On the ACT, Hart scored 35 out of 36. He had outperformed almost all of his peers, and on the basis of his ACT results, Hart was granted early admission to the University of South Carolina.
At the same time, the campaign to desegregate South Carolinaʼs school system began: In 1961, African-American students led over two hundred in a protest march against racial segregation. Hart was the one and only white student to join them.
"I happened to know some of the demonstrators," Hart said. "I went over and started talking to them." When this seemed to irritate the police, according to Hart, "I said, 'Screw you.ʼ And I joined the demonstration."
For standing up to the police, joining African-American students in a march for civil rights, and demanding equal access to education for all, Hart was thrown in jail, expelled from the University of South Carolina, and then chased out of town by the Ku Klux Klan.
Hart landed in Washington, D.C., and found work first as an ornamental sculptor, and then as an apprentice stone carver at Washington National Cathedral. This was where Hart honed his craft, studying the techniques of his mentors, the Cathedral's master carvers. A tight-knit crew of first-generation immigrants, many of them had served their own apprenticeships chiseling national monuments.
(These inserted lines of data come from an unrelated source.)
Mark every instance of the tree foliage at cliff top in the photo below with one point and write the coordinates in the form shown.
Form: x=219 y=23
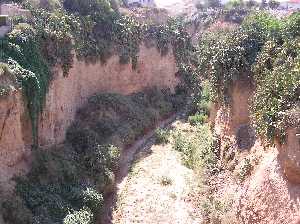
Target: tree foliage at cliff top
x=264 y=49
x=93 y=28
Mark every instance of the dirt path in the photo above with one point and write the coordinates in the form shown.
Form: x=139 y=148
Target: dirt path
x=177 y=7
x=156 y=189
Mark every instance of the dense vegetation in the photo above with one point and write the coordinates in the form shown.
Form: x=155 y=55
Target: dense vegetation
x=94 y=29
x=67 y=184
x=264 y=49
In 1974, Hart won an international competition to design the west facade of Washington National Cathedral. Ten years later, Hart attended the dedication ceremony for what would become one of his most famous works, a bronze sculpture of three servicemen, at the Vietnam Veterans Memorial in Washington, D.C., and the first representation of an African-American on the National Mall.
"The veterans who served in Vietnam were as diverse as the nation they represented. This statue is a symbol of their courage and devotion to their country." – Vietnam Veterans Memorial Fund
In 1993, Hart received an honorary degree of Doctor of Fine Arts from the University of South Carolina for his "ability to create art that uplifts the human spirit." The next year, Hart unveiled his portrait of Jimmy Carter outside the Georgia State Capitol in Atlanta. In 1997, he presented his spectacular acrylic sculpture, The Cross of the Millennium, to Pope John Paul II, who told the sculptor: "You have created a profound theological statement for our day."
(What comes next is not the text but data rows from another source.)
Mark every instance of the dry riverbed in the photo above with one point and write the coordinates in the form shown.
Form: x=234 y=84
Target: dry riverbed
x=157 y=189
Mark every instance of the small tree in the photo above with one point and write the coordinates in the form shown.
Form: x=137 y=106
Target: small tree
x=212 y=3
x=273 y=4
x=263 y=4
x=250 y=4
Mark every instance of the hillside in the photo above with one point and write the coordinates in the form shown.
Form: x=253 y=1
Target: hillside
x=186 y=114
In 2005, the Hermitage Museum in Saint Petersburg, Russia, acquired Hart's sculpture, Songs of Grace. A pioneering work of art in clear acrylic resin, it represents what bestselling author Tom Wolfe described as Hart's "devotion to craft," and the "emotional, intellectual, and spiritual force" of his work. Mikhail Piotrovsky, Director of the Hermitage Museum, called Hart "a great sculptor, an American known all over the world."
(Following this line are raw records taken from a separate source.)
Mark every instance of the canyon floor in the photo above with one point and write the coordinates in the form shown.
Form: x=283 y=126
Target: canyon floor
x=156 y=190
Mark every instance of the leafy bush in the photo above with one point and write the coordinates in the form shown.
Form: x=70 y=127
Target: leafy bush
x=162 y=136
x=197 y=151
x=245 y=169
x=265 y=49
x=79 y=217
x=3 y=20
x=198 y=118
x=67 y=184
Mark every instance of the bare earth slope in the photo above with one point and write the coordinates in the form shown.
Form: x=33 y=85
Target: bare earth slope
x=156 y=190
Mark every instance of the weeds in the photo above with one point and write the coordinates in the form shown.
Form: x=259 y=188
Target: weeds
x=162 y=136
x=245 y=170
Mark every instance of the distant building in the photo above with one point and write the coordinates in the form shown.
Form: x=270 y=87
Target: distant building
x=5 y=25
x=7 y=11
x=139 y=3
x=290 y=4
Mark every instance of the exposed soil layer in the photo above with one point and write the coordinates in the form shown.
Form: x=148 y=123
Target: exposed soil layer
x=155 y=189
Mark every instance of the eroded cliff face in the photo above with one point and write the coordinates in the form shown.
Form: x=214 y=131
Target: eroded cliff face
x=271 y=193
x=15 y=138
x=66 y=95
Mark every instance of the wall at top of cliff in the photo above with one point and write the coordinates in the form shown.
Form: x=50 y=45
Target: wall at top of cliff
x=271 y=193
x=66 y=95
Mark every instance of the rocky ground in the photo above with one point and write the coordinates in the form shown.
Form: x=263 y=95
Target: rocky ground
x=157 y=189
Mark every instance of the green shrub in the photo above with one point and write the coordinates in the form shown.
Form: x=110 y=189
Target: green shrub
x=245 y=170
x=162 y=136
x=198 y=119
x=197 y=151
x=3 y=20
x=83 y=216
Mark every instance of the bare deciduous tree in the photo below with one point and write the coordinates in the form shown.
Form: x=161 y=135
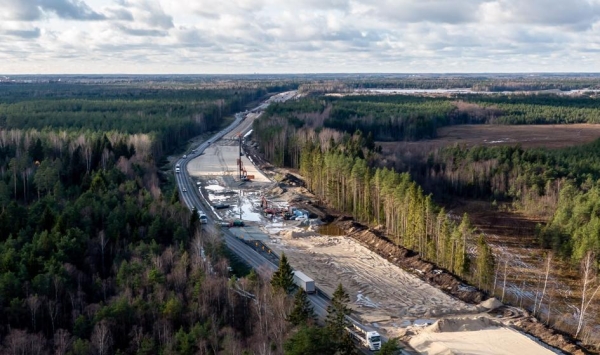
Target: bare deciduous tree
x=62 y=341
x=588 y=279
x=102 y=338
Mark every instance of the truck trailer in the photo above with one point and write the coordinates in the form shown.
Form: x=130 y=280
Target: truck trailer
x=368 y=338
x=305 y=282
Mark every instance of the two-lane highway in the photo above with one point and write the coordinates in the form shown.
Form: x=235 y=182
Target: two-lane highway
x=191 y=198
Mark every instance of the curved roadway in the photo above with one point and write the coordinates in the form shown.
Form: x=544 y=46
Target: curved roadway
x=187 y=190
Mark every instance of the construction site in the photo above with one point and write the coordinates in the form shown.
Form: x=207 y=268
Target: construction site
x=271 y=209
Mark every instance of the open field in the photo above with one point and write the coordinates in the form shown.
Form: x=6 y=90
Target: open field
x=528 y=136
x=522 y=265
x=385 y=296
In addition to the public monuments he created in Washington, D.C., and Atlanta, Georgia, many of the sculptures Hart produced for private collectors, like Songs of Grace, are now on public display. They can be seen throughout the United States, from Brookgreen Gardens near Myrtle Beach, South Carolina, to Our Lady of Lourdes Church in Oakland, California.
Though he died in 1999, Hart would be glad to see his life's work proliferating across the globe, to see his sculptures displayed in public parks and museums where anyone can enjoy them. As he said, "Art must be a part of life. It must exist in the domain of the common man. It must be an enriching, ennobling, and vital partner... It should be a majestic presence in everyday life."